A defence forensic accountant brings several things to the case:
- Technical scrutiny. They can identify errors in the prosecution's calculations, challenge assumptions, and test the methodology used to arrive at the financial figures.
- Alternative explanations. Financial patterns that look suspicious at first glance often have innocent explanations. Cash deposits might come from legitimate savings, not criminal proceeds. A lifestyle analysis might overstate expenditure by including business expenses. The forensic accountant presents these alternatives with supporting evidence.
- Independent expert evidence. The defence can call its own forensic accountant as an expert witness to present an alternative analysis to the jury. In complex financial cases, this expert evidence can be the difference between conviction and acquittal.
- Pre-trial representations. A forensic accountant's analysis can support representations to the CPS that the financial evidence doesn't support the charges. This can lead to charges being dropped or reduced before trial.
Types of criminal cases requiring forensic accounting
Forensic accounting is relevant across a broad range of criminal cases involving financial evidence.
Fraud (Fraud Act 2006). Fraud by false representation (s.2), fraud by failing to disclose information (s.3), and fraud by abuse of position (s.4). In each case, the prosecution must prove dishonesty and intent. The forensic accountant analyses the financial transactions to determine whether they are consistent with fraudulent intent or whether innocent explanations exist.

Money laundering (Proceeds of Crime Act 2002). The laundering offences under ss.327-329 POCA 2002 require the prosecution to prove that the property in question represents the proceeds of crime.

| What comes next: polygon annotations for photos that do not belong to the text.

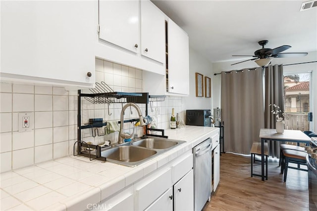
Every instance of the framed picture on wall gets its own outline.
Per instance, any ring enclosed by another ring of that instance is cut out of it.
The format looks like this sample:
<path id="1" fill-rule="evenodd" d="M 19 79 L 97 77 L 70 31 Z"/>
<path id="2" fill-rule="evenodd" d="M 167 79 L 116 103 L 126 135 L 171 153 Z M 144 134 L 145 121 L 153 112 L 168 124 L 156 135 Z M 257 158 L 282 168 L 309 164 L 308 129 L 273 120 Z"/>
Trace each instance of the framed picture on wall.
<path id="1" fill-rule="evenodd" d="M 204 76 L 196 73 L 196 97 L 204 96 Z"/>
<path id="2" fill-rule="evenodd" d="M 205 77 L 205 96 L 206 97 L 211 97 L 211 78 Z"/>

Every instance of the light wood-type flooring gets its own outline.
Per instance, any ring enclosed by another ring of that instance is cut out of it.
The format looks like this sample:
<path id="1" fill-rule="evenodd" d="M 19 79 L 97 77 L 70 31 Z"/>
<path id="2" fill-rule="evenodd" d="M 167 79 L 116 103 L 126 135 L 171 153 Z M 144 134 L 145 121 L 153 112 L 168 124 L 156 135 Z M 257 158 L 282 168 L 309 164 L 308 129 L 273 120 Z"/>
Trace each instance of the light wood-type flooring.
<path id="1" fill-rule="evenodd" d="M 262 181 L 251 177 L 250 156 L 222 153 L 220 182 L 203 211 L 308 211 L 307 172 L 289 169 L 284 182 L 276 159 L 269 159 L 268 180 Z M 261 163 L 256 165 L 260 173 Z"/>

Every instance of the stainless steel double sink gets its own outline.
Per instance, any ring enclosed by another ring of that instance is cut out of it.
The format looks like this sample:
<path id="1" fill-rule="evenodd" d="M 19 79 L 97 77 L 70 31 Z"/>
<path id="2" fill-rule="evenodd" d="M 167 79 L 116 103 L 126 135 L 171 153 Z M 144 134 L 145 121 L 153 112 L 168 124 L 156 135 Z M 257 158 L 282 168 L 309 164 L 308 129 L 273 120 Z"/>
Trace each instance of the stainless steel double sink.
<path id="1" fill-rule="evenodd" d="M 107 161 L 135 167 L 185 142 L 151 137 L 113 146 L 102 151 L 101 155 Z"/>

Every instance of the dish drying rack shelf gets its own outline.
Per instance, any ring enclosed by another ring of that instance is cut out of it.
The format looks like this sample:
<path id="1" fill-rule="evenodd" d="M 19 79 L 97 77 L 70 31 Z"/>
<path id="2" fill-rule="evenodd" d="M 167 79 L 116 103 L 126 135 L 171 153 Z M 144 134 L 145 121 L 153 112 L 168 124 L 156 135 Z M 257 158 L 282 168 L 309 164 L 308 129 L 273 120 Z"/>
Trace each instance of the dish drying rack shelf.
<path id="1" fill-rule="evenodd" d="M 151 110 L 152 110 L 152 104 L 153 102 L 163 101 L 165 100 L 165 95 L 149 95 L 149 93 L 142 92 L 124 92 L 114 91 L 109 85 L 104 82 L 96 83 L 95 88 L 90 88 L 91 93 L 81 93 L 80 89 L 78 90 L 78 114 L 77 114 L 77 141 L 74 144 L 74 156 L 82 155 L 89 157 L 91 161 L 97 159 L 103 161 L 106 161 L 106 159 L 101 156 L 101 150 L 104 146 L 101 147 L 99 145 L 96 145 L 87 143 L 81 140 L 81 130 L 85 128 L 92 128 L 92 132 L 93 137 L 97 135 L 96 130 L 98 136 L 105 135 L 107 133 L 106 129 L 107 122 L 103 121 L 101 123 L 90 123 L 88 124 L 81 125 L 81 98 L 83 97 L 88 101 L 93 104 L 107 104 L 108 111 L 109 111 L 109 104 L 110 103 L 140 103 L 146 104 L 145 116 L 148 114 L 148 104 L 150 103 Z M 152 111 L 153 111 L 152 110 Z M 110 116 L 110 114 L 109 114 Z M 139 119 L 132 119 L 124 121 L 124 123 L 134 122 L 138 121 Z M 118 121 L 119 124 L 121 122 Z M 105 127 L 104 134 L 99 134 L 97 127 Z M 95 136 L 94 136 L 94 128 L 95 128 Z M 153 129 L 154 130 L 154 129 Z M 164 135 L 164 130 L 160 129 L 156 129 L 156 131 L 162 132 L 162 135 L 156 135 L 160 137 L 167 137 Z M 146 133 L 148 134 L 148 129 L 146 129 Z M 75 148 L 76 144 L 77 144 L 77 154 L 75 155 Z M 87 150 L 88 149 L 89 150 Z"/>

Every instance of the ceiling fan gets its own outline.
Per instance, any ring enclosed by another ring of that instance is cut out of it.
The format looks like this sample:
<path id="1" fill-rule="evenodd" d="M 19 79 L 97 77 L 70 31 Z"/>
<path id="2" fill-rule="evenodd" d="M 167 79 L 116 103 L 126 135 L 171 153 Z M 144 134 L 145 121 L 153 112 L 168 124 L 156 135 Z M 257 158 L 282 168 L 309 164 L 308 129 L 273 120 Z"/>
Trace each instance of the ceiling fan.
<path id="1" fill-rule="evenodd" d="M 254 52 L 254 55 L 233 55 L 232 56 L 252 56 L 254 57 L 252 59 L 248 59 L 247 60 L 243 61 L 242 62 L 237 62 L 232 64 L 231 65 L 246 62 L 247 61 L 255 60 L 260 66 L 265 66 L 268 65 L 272 61 L 270 58 L 284 58 L 284 57 L 293 57 L 298 56 L 305 56 L 308 54 L 308 53 L 281 53 L 281 52 L 287 50 L 292 46 L 290 45 L 282 45 L 275 48 L 265 48 L 264 46 L 267 44 L 268 41 L 261 41 L 258 42 L 259 44 L 262 46 L 262 48 L 257 50 Z"/>

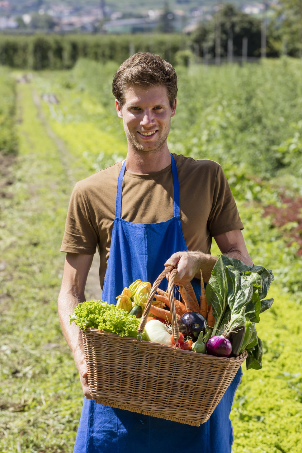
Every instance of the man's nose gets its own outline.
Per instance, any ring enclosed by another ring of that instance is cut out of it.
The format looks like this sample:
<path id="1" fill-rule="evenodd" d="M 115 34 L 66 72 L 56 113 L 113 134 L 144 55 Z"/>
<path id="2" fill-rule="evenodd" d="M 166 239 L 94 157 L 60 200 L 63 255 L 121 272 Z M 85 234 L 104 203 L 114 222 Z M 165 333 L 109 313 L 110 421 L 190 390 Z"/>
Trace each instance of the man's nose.
<path id="1" fill-rule="evenodd" d="M 143 125 L 152 124 L 154 122 L 154 118 L 152 110 L 145 110 L 143 114 L 140 124 Z"/>

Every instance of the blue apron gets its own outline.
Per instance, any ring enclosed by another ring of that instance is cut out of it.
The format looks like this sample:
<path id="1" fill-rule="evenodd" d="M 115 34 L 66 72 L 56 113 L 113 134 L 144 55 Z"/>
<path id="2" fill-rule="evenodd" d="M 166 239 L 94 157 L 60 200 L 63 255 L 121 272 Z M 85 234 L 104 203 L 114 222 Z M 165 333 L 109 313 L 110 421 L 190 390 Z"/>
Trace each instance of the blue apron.
<path id="1" fill-rule="evenodd" d="M 115 304 L 116 296 L 138 279 L 153 284 L 173 253 L 187 250 L 180 220 L 177 169 L 172 155 L 171 163 L 174 215 L 155 224 L 132 223 L 121 218 L 125 163 L 122 167 L 102 296 L 108 303 Z M 165 289 L 167 284 L 163 283 Z M 193 282 L 197 294 L 200 285 L 200 281 Z M 209 420 L 198 427 L 111 408 L 85 398 L 74 453 L 231 453 L 233 434 L 229 415 L 241 375 L 240 369 Z"/>

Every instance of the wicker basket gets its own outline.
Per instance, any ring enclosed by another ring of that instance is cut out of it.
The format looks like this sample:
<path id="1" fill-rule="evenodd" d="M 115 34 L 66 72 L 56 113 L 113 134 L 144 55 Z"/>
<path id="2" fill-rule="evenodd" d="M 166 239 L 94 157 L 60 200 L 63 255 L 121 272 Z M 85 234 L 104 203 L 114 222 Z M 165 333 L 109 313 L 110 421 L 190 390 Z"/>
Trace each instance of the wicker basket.
<path id="1" fill-rule="evenodd" d="M 170 272 L 170 310 L 178 337 L 173 270 L 166 268 L 154 283 L 139 333 L 159 283 Z M 214 357 L 91 328 L 82 333 L 90 393 L 96 403 L 196 426 L 210 418 L 247 355 L 244 351 L 239 357 Z"/>

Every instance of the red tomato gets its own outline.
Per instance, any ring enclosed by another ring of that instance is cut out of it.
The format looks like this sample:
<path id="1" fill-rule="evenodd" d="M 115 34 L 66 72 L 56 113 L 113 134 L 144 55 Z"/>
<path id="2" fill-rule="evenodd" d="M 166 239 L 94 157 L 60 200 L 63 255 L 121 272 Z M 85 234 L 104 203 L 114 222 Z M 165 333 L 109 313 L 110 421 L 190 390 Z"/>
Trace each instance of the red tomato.
<path id="1" fill-rule="evenodd" d="M 187 351 L 190 351 L 191 348 L 191 345 L 189 344 L 188 342 L 187 341 L 185 341 L 183 343 L 182 343 L 180 345 L 181 349 L 185 349 Z"/>
<path id="2" fill-rule="evenodd" d="M 183 343 L 184 341 L 185 341 L 185 337 L 183 336 L 183 333 L 182 333 L 181 332 L 179 332 L 179 338 L 178 339 L 178 343 L 180 343 L 180 344 L 181 345 L 182 344 L 182 343 Z M 176 343 L 176 342 L 173 338 L 173 335 L 172 334 L 171 334 L 171 341 L 172 342 L 173 344 L 175 344 Z"/>

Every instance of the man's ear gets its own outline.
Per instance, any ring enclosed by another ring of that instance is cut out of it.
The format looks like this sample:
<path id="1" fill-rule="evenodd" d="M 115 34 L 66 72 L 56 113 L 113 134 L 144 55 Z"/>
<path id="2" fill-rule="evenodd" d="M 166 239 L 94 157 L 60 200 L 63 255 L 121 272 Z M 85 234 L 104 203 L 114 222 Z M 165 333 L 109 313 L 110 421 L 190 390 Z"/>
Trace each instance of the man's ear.
<path id="1" fill-rule="evenodd" d="M 123 118 L 123 114 L 122 113 L 122 108 L 120 106 L 120 102 L 117 100 L 117 99 L 115 99 L 115 108 L 116 109 L 117 116 L 119 117 L 119 118 Z"/>
<path id="2" fill-rule="evenodd" d="M 174 100 L 174 102 L 173 103 L 173 106 L 172 107 L 172 111 L 171 112 L 171 116 L 174 116 L 175 114 L 175 111 L 176 110 L 176 98 Z"/>

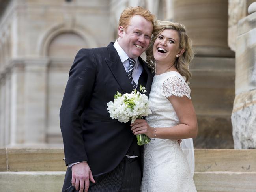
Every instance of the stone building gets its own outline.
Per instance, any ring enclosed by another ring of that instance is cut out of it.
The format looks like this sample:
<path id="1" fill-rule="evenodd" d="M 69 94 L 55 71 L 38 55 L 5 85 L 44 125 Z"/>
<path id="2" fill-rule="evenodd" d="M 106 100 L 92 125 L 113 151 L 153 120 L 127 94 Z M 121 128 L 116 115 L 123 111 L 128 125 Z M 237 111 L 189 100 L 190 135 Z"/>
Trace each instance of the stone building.
<path id="1" fill-rule="evenodd" d="M 233 148 L 237 23 L 254 1 L 2 0 L 0 147 L 62 146 L 59 111 L 76 52 L 114 41 L 122 10 L 140 6 L 183 24 L 193 40 L 196 147 Z"/>

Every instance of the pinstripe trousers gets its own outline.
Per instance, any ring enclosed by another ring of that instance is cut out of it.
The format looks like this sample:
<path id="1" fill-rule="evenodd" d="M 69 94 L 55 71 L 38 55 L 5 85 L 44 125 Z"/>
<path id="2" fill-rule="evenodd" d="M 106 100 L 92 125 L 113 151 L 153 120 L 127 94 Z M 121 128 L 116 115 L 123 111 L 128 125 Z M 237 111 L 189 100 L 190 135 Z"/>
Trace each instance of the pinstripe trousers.
<path id="1" fill-rule="evenodd" d="M 71 168 L 68 168 L 68 169 L 71 172 Z M 71 175 L 72 173 L 68 175 Z M 129 159 L 125 157 L 113 171 L 90 187 L 88 192 L 139 192 L 141 179 L 140 158 Z M 63 186 L 62 191 L 77 191 L 71 186 L 71 177 L 68 179 L 70 181 L 69 189 L 65 190 L 67 187 Z"/>

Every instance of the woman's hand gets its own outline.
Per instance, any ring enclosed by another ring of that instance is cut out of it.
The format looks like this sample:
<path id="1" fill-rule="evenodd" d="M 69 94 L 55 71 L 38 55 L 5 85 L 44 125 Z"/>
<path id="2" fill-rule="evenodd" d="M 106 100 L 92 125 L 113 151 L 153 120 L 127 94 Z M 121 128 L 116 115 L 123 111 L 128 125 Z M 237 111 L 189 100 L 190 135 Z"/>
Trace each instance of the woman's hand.
<path id="1" fill-rule="evenodd" d="M 135 135 L 145 134 L 149 138 L 154 137 L 155 129 L 150 127 L 144 119 L 136 119 L 131 126 L 132 126 L 133 133 Z"/>

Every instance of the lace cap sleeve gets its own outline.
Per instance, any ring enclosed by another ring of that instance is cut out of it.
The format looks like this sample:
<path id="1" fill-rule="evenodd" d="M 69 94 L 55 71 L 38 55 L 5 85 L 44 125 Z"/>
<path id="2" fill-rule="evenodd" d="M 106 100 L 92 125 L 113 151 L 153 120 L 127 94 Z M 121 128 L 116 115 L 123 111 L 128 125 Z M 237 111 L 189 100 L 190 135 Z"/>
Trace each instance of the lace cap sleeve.
<path id="1" fill-rule="evenodd" d="M 179 97 L 186 96 L 190 97 L 190 88 L 183 79 L 176 76 L 172 76 L 163 83 L 163 90 L 166 97 L 175 95 Z"/>

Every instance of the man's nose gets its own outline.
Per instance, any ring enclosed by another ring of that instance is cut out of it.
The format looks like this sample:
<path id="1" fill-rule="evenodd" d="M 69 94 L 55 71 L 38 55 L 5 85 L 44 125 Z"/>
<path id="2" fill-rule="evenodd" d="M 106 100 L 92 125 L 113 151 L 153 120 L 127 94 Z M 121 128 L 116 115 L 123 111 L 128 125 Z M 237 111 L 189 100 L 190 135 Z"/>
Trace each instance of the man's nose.
<path id="1" fill-rule="evenodd" d="M 144 35 L 142 35 L 140 36 L 140 38 L 139 38 L 139 41 L 141 43 L 145 42 L 145 36 Z"/>

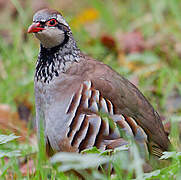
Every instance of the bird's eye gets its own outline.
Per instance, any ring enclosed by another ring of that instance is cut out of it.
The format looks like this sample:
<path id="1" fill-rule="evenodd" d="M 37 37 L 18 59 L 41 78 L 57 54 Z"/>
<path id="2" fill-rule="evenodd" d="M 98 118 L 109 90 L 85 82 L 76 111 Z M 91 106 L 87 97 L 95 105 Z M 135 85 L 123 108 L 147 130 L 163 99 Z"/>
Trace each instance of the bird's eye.
<path id="1" fill-rule="evenodd" d="M 46 23 L 47 26 L 55 26 L 56 24 L 58 24 L 58 22 L 55 19 L 50 19 Z"/>

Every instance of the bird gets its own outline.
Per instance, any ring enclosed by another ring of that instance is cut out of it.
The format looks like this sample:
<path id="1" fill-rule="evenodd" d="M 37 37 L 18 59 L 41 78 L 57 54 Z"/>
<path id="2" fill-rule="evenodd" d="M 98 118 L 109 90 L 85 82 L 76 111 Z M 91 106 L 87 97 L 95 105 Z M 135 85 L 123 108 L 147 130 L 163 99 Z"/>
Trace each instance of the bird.
<path id="1" fill-rule="evenodd" d="M 46 151 L 121 147 L 133 138 L 160 157 L 170 146 L 160 115 L 129 80 L 84 54 L 62 14 L 42 9 L 28 28 L 40 41 L 34 76 L 36 124 Z"/>

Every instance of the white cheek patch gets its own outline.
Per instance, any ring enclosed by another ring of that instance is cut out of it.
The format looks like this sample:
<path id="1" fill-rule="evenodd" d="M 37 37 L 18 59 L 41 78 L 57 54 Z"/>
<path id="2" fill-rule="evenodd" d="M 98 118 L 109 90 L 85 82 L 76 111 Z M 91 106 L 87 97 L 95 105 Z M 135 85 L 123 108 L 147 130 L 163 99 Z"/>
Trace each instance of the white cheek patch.
<path id="1" fill-rule="evenodd" d="M 57 20 L 65 26 L 69 26 L 60 14 L 57 14 Z"/>

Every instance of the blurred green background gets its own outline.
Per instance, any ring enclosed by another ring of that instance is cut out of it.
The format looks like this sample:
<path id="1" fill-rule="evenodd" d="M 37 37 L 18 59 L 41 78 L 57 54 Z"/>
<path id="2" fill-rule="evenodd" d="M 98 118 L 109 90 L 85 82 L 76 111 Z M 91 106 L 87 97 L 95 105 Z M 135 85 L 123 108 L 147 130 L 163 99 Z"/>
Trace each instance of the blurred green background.
<path id="1" fill-rule="evenodd" d="M 63 14 L 84 53 L 108 64 L 143 92 L 161 114 L 166 131 L 172 129 L 172 144 L 180 151 L 179 0 L 0 0 L 0 132 L 15 130 L 22 139 L 28 137 L 26 123 L 25 126 L 20 124 L 24 123 L 21 120 L 32 122 L 34 119 L 33 78 L 39 41 L 27 34 L 27 29 L 33 14 L 44 7 Z M 26 147 L 16 144 L 11 148 L 21 147 L 25 156 L 34 152 L 30 140 L 24 144 Z M 169 174 L 170 169 L 172 173 L 178 172 L 181 163 L 176 159 L 178 156 L 168 169 L 160 172 Z M 19 173 L 18 177 L 22 177 L 22 171 L 17 170 L 19 161 L 12 162 L 10 166 Z M 1 166 L 4 164 L 4 160 L 0 161 Z M 0 168 L 0 175 L 1 172 L 6 169 L 2 171 Z M 36 177 L 38 179 L 39 174 Z"/>
<path id="2" fill-rule="evenodd" d="M 39 42 L 26 33 L 34 12 L 56 8 L 80 49 L 132 81 L 153 106 L 181 110 L 181 2 L 178 0 L 0 1 L 0 103 L 34 105 Z"/>

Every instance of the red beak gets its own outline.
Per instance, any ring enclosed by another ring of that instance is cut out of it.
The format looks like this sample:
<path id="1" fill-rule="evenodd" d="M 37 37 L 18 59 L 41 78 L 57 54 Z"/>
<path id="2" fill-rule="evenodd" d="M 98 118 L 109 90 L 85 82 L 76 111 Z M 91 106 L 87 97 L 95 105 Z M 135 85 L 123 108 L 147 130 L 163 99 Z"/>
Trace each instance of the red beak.
<path id="1" fill-rule="evenodd" d="M 44 30 L 45 28 L 40 27 L 40 23 L 33 23 L 32 25 L 29 26 L 28 28 L 28 33 L 35 33 L 35 32 L 39 32 L 41 30 Z"/>

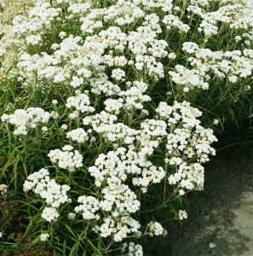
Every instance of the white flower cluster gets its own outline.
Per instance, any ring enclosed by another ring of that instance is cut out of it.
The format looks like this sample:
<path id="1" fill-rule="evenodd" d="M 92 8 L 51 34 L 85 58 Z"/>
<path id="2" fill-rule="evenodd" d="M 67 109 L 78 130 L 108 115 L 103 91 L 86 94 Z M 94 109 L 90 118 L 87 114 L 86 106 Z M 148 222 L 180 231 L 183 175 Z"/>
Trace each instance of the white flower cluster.
<path id="1" fill-rule="evenodd" d="M 78 128 L 66 132 L 66 137 L 74 142 L 83 143 L 89 140 L 88 133 L 83 128 Z"/>
<path id="2" fill-rule="evenodd" d="M 0 184 L 0 193 L 2 195 L 6 194 L 8 186 L 6 184 Z"/>
<path id="3" fill-rule="evenodd" d="M 216 141 L 213 131 L 201 126 L 201 112 L 188 102 L 169 106 L 153 92 L 160 90 L 161 79 L 167 81 L 164 70 L 168 69 L 170 80 L 185 92 L 207 90 L 213 74 L 227 76 L 231 83 L 252 75 L 250 49 L 211 51 L 193 42 L 181 48 L 191 67 L 183 66 L 184 59 L 181 65 L 173 66 L 176 61 L 172 60 L 181 53 L 174 50 L 168 38 L 175 31 L 189 32 L 192 27 L 186 22 L 191 24 L 196 15 L 199 16 L 198 30 L 206 39 L 218 32 L 219 22 L 236 29 L 237 24 L 240 28 L 251 27 L 249 12 L 248 19 L 236 13 L 244 9 L 243 4 L 228 8 L 221 0 L 218 10 L 210 13 L 209 3 L 216 1 L 185 1 L 182 10 L 172 0 L 118 0 L 103 8 L 92 1 L 35 0 L 27 15 L 16 16 L 9 32 L 1 38 L 3 67 L 15 66 L 14 73 L 24 91 L 48 93 L 48 89 L 59 89 L 64 91 L 60 102 L 65 102 L 60 105 L 53 100 L 51 113 L 41 108 L 18 109 L 13 115 L 3 115 L 2 121 L 15 125 L 15 134 L 26 134 L 26 127 L 46 123 L 50 116 L 55 124 L 60 119 L 60 133 L 69 143 L 80 143 L 80 152 L 66 145 L 50 150 L 48 156 L 57 167 L 69 172 L 83 166 L 84 143 L 95 147 L 85 163 L 91 165 L 86 173 L 91 176 L 88 189 L 92 188 L 96 195 L 75 191 L 78 205 L 68 212 L 70 220 L 82 215 L 96 225 L 94 230 L 101 237 L 111 236 L 114 241 L 121 241 L 132 235 L 141 236 L 141 224 L 135 218 L 138 211 L 141 213 L 141 195 L 148 193 L 152 184 L 164 180 L 179 195 L 185 190 L 203 189 L 201 164 L 215 154 L 210 147 Z M 75 24 L 73 32 L 66 29 L 68 22 Z M 54 37 L 52 32 L 55 32 Z M 49 36 L 52 44 L 49 46 L 44 38 Z M 47 50 L 34 54 L 36 48 Z M 12 61 L 10 52 L 14 50 L 19 54 Z M 163 63 L 168 59 L 173 67 L 164 68 Z M 17 65 L 12 65 L 15 61 Z M 0 71 L 4 73 L 3 67 Z M 44 134 L 48 131 L 43 126 Z M 157 154 L 164 158 L 164 162 L 159 161 L 161 166 L 154 160 Z M 88 179 L 83 183 L 86 185 Z M 49 222 L 56 221 L 60 207 L 70 202 L 66 195 L 70 187 L 57 184 L 46 169 L 28 177 L 24 190 L 30 189 L 45 201 L 42 218 Z M 187 213 L 180 211 L 179 218 L 186 218 Z M 165 231 L 157 222 L 150 222 L 147 230 L 152 236 Z M 42 234 L 41 241 L 46 241 L 47 235 Z M 140 245 L 130 242 L 127 250 L 128 255 L 143 255 Z"/>
<path id="4" fill-rule="evenodd" d="M 72 146 L 65 145 L 62 150 L 59 148 L 50 150 L 48 156 L 51 162 L 57 164 L 60 168 L 74 172 L 76 168 L 83 166 L 83 155 L 78 150 L 72 152 Z"/>
<path id="5" fill-rule="evenodd" d="M 147 224 L 147 229 L 148 229 L 148 235 L 150 236 L 161 236 L 161 235 L 164 235 L 164 229 L 158 222 L 151 221 Z"/>
<path id="6" fill-rule="evenodd" d="M 55 179 L 50 179 L 49 172 L 41 169 L 29 175 L 26 180 L 23 189 L 27 192 L 31 189 L 43 199 L 49 207 L 42 212 L 42 218 L 51 222 L 56 221 L 60 216 L 58 208 L 66 202 L 71 202 L 66 192 L 70 189 L 68 185 L 59 185 Z"/>
<path id="7" fill-rule="evenodd" d="M 39 123 L 45 124 L 49 121 L 50 113 L 40 108 L 28 108 L 17 109 L 13 114 L 3 114 L 1 120 L 15 126 L 14 135 L 26 135 L 27 128 L 36 128 Z"/>
<path id="8" fill-rule="evenodd" d="M 183 220 L 184 218 L 187 218 L 188 214 L 186 211 L 179 210 L 179 219 Z"/>
<path id="9" fill-rule="evenodd" d="M 49 240 L 49 234 L 41 234 L 39 236 L 40 241 L 46 241 Z"/>
<path id="10" fill-rule="evenodd" d="M 82 212 L 84 219 L 99 219 L 100 216 L 95 214 L 99 209 L 99 201 L 93 196 L 79 196 L 78 201 L 82 203 L 75 207 L 76 212 Z"/>

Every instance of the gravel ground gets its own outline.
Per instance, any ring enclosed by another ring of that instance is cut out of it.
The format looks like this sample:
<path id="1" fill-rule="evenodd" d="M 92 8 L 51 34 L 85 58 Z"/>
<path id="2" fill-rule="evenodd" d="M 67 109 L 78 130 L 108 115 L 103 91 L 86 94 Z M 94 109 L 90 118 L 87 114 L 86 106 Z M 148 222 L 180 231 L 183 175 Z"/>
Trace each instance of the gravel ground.
<path id="1" fill-rule="evenodd" d="M 231 148 L 214 159 L 204 190 L 189 196 L 187 212 L 182 227 L 171 224 L 149 255 L 253 256 L 253 150 L 239 155 Z"/>

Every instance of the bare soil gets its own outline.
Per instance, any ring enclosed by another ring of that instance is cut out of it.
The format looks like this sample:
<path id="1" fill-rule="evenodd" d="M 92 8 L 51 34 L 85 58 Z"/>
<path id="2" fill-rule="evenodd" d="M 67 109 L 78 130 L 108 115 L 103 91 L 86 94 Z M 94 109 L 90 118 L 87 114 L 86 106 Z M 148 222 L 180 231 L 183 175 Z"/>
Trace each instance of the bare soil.
<path id="1" fill-rule="evenodd" d="M 156 256 L 253 256 L 253 150 L 234 148 L 206 167 L 204 191 L 189 196 L 188 218 L 171 224 Z"/>

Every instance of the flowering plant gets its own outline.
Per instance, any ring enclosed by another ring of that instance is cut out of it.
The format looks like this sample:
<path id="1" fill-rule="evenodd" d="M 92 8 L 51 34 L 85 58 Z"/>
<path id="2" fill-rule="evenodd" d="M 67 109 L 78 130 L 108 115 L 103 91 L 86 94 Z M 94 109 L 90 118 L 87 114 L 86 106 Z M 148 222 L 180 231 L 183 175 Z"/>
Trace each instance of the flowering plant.
<path id="1" fill-rule="evenodd" d="M 244 2 L 34 0 L 1 24 L 2 193 L 22 201 L 32 247 L 142 255 L 142 237 L 187 218 L 217 141 L 199 99 L 224 80 L 217 104 L 251 93 Z M 233 50 L 209 48 L 226 29 Z"/>

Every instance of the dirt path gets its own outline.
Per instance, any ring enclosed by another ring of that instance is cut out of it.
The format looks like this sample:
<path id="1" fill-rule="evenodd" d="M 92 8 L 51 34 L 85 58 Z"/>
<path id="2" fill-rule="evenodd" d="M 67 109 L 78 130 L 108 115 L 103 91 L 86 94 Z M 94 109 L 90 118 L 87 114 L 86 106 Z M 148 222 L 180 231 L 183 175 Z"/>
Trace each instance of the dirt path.
<path id="1" fill-rule="evenodd" d="M 174 224 L 157 256 L 253 256 L 253 154 L 219 156 L 205 189 L 189 199 L 188 219 Z M 151 249 L 152 250 L 152 249 Z"/>

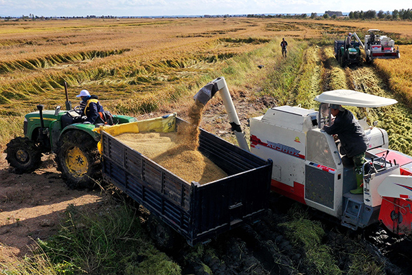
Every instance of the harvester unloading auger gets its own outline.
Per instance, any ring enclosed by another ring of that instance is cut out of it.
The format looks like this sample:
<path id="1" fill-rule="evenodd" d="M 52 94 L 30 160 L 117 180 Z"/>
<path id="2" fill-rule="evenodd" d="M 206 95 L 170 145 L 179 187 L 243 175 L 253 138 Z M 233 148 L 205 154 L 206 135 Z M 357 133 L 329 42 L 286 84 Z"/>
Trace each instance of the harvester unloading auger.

A forensic accountant can demonstrate that funds have legitimate sources - employment income, savings, family loans, business profits - undermining the prosecution's contention that they are criminal proceeds.
Tax evasion (Criminal Finances Act 2017, Taxes Management Act 1970). Criminal tax prosecutions require proof of dishonesty, not just underpayment. A forensic accountant can demonstrate that under-declarations resulted from poor record-keeping, reliance on bad advice, or genuine error rather than deliberate evasion. Where the criminal allegation involves tax, our tax specialists at mtd.digital work alongside the forensic team to address both the criminal and technical tax aspects.
Bribery (Bribery Act 2010). Bribery cases involve tracing payments, analysing company accounts for hidden commissions, and examining procurement records. The forensic accountant can identify whether payments characterised as bribes by the prosecution were in fact legitimate commercial transactions.
False accounting (Theft Act 1968, s.17). Prosecution alleges that accounting records were falsified. The forensic accountant examines the records, the audit trail, and the accounting system to determine whether discrepancies result from deliberate falsification or from errors, system issues, or poor accounting practices.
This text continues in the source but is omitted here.